Xanthophylls lutein, zeaxanthin, and meso-zeaxanthin constitute the macular pigment (MP) in the retina that provides protection from the accumulation of photochemical damage (Boulton, Różanowska, & Różanowski, 2001). A portion of the MP is in a layer of radially oriented Henle fibers, where the MP is on average oriented perpendicularly to the Henle fibers (Grudzinski et al., 2017). We refer to this subset of MP as the circularly oriented MP (coMP). The effects arising from this arrangement as well as MP’s inherent dichroism and absorption spectrum, which peaks with wavelengths around 450 nm, combine to act as a weak radial polarization filter in the eye for blue light (Horváth & Varju, 2004). Thus, a faint entoptic phenomenon known as the Haidinger’s brush appears within approximately 2° retinal eccentricity when uniformly polarized blue light is viewed (Haidinger, 1844; Misson, Temple, & Anderson, 2020; Mottes, Ortolan, & Ruffato, 2022; O’Shea, Misson, & Temple, 2021). The size of polarization-related entoptic phenomena can be enhanced to approximately 5° retinal eccentricity through the use of structured light (Bliokh et al., 2023; Kapahi et al., 2024). Further, whereas Haidinger’s brush traditionally contains two azimuthal fringes, structured light-based stimuli can be constructed to produce percepts with arbitrary numbers of fringes and occlusions to probe polarized light perception with greater detail (Pushin, Cory, Kapahi, Kulmaganbetov, & Mungalsingh, 2023; Pushin, Kapahi, Silva, Cory, & Kulmaganbetov, 2024; Sarenac et al., 2020; Sarenac et al., 2022). 

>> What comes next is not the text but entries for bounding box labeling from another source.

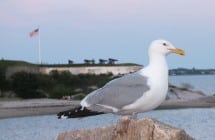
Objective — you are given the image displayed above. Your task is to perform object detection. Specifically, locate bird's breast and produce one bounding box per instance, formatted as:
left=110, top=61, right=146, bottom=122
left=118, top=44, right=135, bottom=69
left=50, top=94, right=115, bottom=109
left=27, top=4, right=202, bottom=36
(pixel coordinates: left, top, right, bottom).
left=123, top=75, right=168, bottom=112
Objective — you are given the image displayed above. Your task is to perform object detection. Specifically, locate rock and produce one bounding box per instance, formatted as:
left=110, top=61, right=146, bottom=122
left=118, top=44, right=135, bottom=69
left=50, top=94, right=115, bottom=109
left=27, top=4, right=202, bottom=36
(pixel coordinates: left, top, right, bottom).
left=57, top=117, right=193, bottom=140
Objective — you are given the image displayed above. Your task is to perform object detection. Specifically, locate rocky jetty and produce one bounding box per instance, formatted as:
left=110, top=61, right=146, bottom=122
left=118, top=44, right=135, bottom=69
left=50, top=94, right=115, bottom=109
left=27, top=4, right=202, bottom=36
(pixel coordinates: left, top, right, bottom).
left=57, top=117, right=193, bottom=140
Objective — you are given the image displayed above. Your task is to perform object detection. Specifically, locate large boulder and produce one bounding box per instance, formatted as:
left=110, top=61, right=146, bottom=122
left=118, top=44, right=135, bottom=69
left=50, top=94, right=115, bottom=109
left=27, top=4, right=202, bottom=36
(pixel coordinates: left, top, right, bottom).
left=57, top=117, right=193, bottom=140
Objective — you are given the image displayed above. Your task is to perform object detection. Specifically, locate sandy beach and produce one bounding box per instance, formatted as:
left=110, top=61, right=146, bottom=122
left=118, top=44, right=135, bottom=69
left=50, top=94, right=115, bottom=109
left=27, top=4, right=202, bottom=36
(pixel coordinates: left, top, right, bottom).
left=0, top=96, right=215, bottom=119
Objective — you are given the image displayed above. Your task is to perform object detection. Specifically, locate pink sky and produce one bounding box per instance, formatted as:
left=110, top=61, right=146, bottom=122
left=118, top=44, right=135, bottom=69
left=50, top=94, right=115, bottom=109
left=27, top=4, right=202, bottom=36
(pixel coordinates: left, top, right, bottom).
left=0, top=0, right=215, bottom=26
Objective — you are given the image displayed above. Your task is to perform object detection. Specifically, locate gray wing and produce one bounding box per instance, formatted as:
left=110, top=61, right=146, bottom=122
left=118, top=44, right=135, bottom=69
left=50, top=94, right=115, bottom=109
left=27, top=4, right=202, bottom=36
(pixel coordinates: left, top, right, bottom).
left=86, top=72, right=149, bottom=109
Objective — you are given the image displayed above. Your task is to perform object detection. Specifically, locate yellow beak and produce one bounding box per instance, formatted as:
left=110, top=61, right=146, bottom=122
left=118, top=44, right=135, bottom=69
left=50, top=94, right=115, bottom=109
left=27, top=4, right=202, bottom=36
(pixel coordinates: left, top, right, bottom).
left=169, top=48, right=185, bottom=55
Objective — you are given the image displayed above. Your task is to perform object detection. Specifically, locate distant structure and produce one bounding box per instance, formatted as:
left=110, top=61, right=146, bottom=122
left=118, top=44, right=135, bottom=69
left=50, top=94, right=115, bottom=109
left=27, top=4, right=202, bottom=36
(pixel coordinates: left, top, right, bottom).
left=99, top=59, right=107, bottom=65
left=68, top=59, right=74, bottom=64
left=84, top=59, right=95, bottom=65
left=108, top=58, right=118, bottom=64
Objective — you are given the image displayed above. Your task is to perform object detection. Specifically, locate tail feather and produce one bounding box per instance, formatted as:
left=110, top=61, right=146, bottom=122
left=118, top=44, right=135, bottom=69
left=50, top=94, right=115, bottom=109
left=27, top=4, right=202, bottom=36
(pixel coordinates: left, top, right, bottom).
left=57, top=106, right=104, bottom=119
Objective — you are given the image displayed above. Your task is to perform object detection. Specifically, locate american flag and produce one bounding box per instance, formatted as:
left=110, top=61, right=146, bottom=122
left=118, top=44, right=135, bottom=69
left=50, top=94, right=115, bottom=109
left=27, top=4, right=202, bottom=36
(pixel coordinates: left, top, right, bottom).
left=29, top=28, right=39, bottom=37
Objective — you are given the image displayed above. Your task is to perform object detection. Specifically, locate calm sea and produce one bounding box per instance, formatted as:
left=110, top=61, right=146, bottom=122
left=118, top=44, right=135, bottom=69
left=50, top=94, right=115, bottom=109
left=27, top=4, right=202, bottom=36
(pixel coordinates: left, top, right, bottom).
left=169, top=75, right=215, bottom=95
left=0, top=75, right=215, bottom=140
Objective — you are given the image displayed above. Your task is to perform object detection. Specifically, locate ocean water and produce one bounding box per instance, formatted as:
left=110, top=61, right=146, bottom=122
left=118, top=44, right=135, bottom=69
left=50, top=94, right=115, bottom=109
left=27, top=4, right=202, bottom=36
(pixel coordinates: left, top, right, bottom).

Low concentrations of MP have been linked to a higher risk of developing age-related macular degeneration (AMD) (Bernstein et al., 2002; Kar et al., 2020; Landrum, Bonet, & Kilburn, 1996; Ozyurt et al., 2017; Scripsema, Hu, & Rosen, 2015; Wu, Cho, Willett, Sastry, & Schaumberg, 2015). AMD is a globally leading cause of irreversible blindness (Thomas, Mirza, & Gill, 2021) that is often left undiagnosed until after the disease has progressed substantially and visual impairment has begun (Cervantes-Castañeda et al., 2008). It has been shown that, when detected in their early (often asymptomatic) stages, the disease can be treated to slow its progression or prevent further visual impairment (Lombardo, Serrao, & Lombardo, 2022; Nagai et al., 2020). However, early detection is challenging because current gold standard ocular imaging methods such as optical coherence tomography are typically limited to detecting drusen and other major structural defects that occur in more advanced AMD (Gerson, 2017; Neely et al., 2017). Techniques relying on the perception of uniformly polarized light through the Haidinger’s brush to detect the earliest signs of AMD have historically found limited success owing to low visibility and lack of interpretable thresholds (Misson & Anderson, 2017; Müller et al., 2016; Temple et al., 2015; Temple, Roberts, & Misson, 2019). 

Here, we present a novel method to quantify macular health through the selective characterization of the coMP optical density (coMPOD). The method relies on the perceptual threshold measurements of several structured light stimuli with different spatiotemporal frequencies. A study was performed with healthy young participants and found that the coMPOD is inversely proportional to retinal eccentricity in the region 1.5° to 5.5°. The presented techniques expand the capabilities of other psychophysical tests that have been developed to characterize polarization sensitivity. For example, Temple et al.  (Müller et al., 2016; Temple et al., 2019) correlated the Haidinger’s brush degree of polarization threshold to MP optical density. By incorporating additional degrees of freedom our techniques are selectively sensitive to coMP rather than total MP, providing a unique characterization tool for macular health. Potential applications include the detection of early symptoms of a variety of diseases related to macular deterioration, such as pathological myopia (Ueta et al., 2020), macular telangiectasia (Issa et al., 2013), and AMD (Thomas, Mirza, & Gill, 2021). 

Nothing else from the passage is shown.